Ricordo tuttavia che il mio vecchio parroco celebrava con grande rigore e devozione la Messa riformata, e non provavo disagio; anzi, sentivo tutta la sacralità del rito, e mi piaceva parteciparvi, comprendendo quelle parole, che egli scandiva con grande dignità. Ricordo bene gli altari laterali ancora tutti addobbati, il sepolcro del Giovedì Santo, la spogliazione degli altari, la velatio, ma soprattutto il rigore, e l’evidente intima partecipazione spirituale, nella celebrazione della Messa (preceduta e seguita dalle preghiere silenziose davanti al tabernacolo), con i chierichetti rigorosamente in veste talare e cotta, tutti maschietti e con i capelli ben pettinati dalle madri prima di portarli in chiesa. Come dimenticare la bellissima novena di Natale, accompagnata dal profumo dell’incenso in chiesa e, al ritorno a casa, dall’odore acidulo e umidiccio del muschio del presepio?
Certamente la sciatteria, che ha scolorito il Sacro, non ha contribuito a mantenere i fedeli in Chiesa. La penosa rincorsa a stili discotecari, fuori tempo massimo (in queste cose certa parte del clero è patetica: arriva immancabilmente in ritardo e mantiene le “novità” anche quando diventano ridicolamente vintage: inutile scimmiottare il Secolo nelle cose in cui il Secolo riesce meglio!) non ha agevolato la conservazione del gregge, ormai in larga parte disperso. Si sono rincorsi i “gggiovani”, dimenticando che sarebbero diventati adulti e avrebbero chiesto non più merendine, dolciastre ed immangiabili per un palato formato, ma solido cibo per un’anima adulta.

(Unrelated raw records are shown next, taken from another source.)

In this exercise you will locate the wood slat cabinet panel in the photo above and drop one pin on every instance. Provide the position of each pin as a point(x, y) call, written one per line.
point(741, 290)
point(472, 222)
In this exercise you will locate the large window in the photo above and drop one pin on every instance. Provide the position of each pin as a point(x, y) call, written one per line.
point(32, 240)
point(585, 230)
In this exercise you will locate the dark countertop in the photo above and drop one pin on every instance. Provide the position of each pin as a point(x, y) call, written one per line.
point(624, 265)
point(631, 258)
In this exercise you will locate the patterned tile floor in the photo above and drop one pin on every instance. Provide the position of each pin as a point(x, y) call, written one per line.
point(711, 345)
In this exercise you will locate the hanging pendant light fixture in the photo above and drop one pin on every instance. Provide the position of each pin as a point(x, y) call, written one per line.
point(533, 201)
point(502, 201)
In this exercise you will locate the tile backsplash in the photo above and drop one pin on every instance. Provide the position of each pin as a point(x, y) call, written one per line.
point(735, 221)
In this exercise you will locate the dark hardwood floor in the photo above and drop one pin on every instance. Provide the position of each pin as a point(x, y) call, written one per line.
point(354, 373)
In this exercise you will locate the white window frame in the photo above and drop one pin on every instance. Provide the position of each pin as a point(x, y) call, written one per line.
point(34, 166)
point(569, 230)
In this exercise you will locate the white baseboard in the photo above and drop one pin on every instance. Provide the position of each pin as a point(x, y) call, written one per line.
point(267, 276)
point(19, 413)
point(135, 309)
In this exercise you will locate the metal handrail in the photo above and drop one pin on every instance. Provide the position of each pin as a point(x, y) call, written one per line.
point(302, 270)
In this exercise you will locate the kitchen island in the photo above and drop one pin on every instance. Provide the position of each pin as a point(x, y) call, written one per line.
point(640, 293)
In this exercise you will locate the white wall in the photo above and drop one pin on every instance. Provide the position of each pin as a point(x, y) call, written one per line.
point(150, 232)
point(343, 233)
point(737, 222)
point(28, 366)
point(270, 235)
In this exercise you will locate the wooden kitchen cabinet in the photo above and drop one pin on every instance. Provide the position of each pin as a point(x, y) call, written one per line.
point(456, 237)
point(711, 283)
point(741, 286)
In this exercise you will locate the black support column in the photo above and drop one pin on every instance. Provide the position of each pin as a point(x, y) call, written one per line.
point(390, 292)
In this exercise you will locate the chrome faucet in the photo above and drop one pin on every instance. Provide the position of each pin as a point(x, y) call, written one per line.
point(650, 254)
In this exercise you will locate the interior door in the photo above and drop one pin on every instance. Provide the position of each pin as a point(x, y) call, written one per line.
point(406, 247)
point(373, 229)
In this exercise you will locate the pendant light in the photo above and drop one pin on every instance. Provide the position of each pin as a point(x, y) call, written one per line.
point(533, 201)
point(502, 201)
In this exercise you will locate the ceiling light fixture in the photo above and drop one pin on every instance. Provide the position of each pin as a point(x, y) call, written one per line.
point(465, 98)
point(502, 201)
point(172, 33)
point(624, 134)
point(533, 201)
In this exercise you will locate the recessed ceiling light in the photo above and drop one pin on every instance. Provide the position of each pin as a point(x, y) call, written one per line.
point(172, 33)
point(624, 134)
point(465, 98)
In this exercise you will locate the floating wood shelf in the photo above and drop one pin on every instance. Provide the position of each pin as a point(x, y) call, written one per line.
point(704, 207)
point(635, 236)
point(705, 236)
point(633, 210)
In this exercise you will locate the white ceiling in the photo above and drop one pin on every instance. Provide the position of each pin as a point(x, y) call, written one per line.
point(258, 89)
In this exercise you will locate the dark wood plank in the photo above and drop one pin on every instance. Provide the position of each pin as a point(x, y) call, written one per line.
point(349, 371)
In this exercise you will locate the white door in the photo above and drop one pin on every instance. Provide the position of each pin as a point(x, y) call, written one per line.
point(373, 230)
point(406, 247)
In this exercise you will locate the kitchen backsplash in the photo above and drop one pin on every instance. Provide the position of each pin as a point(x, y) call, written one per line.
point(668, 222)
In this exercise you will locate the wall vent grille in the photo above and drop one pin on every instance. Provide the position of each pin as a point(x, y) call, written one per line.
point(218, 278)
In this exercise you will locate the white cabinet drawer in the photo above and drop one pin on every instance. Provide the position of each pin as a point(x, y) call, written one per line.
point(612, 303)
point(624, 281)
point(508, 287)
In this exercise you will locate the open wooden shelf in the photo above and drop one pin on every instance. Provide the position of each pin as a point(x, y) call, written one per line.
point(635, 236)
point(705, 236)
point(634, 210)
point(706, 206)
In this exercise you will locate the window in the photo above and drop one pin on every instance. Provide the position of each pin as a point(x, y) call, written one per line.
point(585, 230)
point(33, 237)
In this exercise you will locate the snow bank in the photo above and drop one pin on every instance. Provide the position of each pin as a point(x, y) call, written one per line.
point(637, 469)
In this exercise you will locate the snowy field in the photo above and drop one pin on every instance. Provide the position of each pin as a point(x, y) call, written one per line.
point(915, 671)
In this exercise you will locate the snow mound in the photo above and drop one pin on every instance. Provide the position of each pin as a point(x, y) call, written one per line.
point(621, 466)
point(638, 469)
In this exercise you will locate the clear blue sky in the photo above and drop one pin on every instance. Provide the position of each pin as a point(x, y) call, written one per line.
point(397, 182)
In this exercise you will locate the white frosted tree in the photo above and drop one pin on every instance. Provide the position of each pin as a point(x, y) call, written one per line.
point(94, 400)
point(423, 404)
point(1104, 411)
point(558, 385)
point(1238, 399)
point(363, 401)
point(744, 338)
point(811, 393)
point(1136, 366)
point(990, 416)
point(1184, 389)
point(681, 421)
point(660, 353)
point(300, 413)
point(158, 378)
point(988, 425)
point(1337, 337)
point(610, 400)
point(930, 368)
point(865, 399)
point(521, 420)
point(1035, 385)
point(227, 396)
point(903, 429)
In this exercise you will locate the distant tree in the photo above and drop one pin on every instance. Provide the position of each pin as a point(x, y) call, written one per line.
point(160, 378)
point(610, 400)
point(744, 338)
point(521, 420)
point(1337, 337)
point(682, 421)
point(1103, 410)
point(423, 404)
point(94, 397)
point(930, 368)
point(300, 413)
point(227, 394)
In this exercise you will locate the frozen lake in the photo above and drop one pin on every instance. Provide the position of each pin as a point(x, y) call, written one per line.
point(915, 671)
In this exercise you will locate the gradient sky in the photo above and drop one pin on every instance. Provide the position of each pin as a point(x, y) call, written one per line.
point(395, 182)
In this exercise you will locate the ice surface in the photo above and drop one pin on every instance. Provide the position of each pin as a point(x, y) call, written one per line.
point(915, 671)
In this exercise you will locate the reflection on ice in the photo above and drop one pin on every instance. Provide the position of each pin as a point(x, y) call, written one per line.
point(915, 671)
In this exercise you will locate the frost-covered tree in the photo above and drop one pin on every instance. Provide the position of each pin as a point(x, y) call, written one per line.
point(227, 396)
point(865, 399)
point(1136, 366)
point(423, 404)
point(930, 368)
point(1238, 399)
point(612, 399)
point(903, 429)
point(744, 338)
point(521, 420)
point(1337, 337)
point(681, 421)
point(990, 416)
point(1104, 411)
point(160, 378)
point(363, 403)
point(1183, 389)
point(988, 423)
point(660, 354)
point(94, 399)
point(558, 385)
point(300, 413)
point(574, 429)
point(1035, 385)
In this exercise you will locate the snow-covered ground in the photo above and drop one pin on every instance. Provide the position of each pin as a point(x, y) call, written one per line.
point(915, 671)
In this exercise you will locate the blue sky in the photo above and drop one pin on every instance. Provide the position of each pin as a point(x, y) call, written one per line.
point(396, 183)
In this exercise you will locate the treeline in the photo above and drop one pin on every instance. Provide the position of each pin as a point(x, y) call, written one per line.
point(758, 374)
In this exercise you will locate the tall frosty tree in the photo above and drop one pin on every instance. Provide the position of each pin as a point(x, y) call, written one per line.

Mi chiedo però: questo risultato, ovverosia questa dispersione di un gregge, che magari crede più facilmente alla reincarnazione piuttosto che alla risurrezione, è solo l’effetto di una grande distrazione seguita al Concilio, o non è piuttosto anche e soprattutto il frutto di una travolgente e irresistibile secolarizzazione, che riempendo le pance ha svuotato il cervello della sua parte più nobile, quella rivolta a Dio?
Una secolarizzazione suadente fatta di nichilismo, indifferentismo, pansessualismo? Una secolarizzazione che ha colpito tutto l’Occidente cristiano, che sembra caduto in una follia collettiva e universale? Basti pensare alla legislazione gender e alla immancabile legislazione sull’eutanasia (non facciamoci illusioni: ci arriveremo)?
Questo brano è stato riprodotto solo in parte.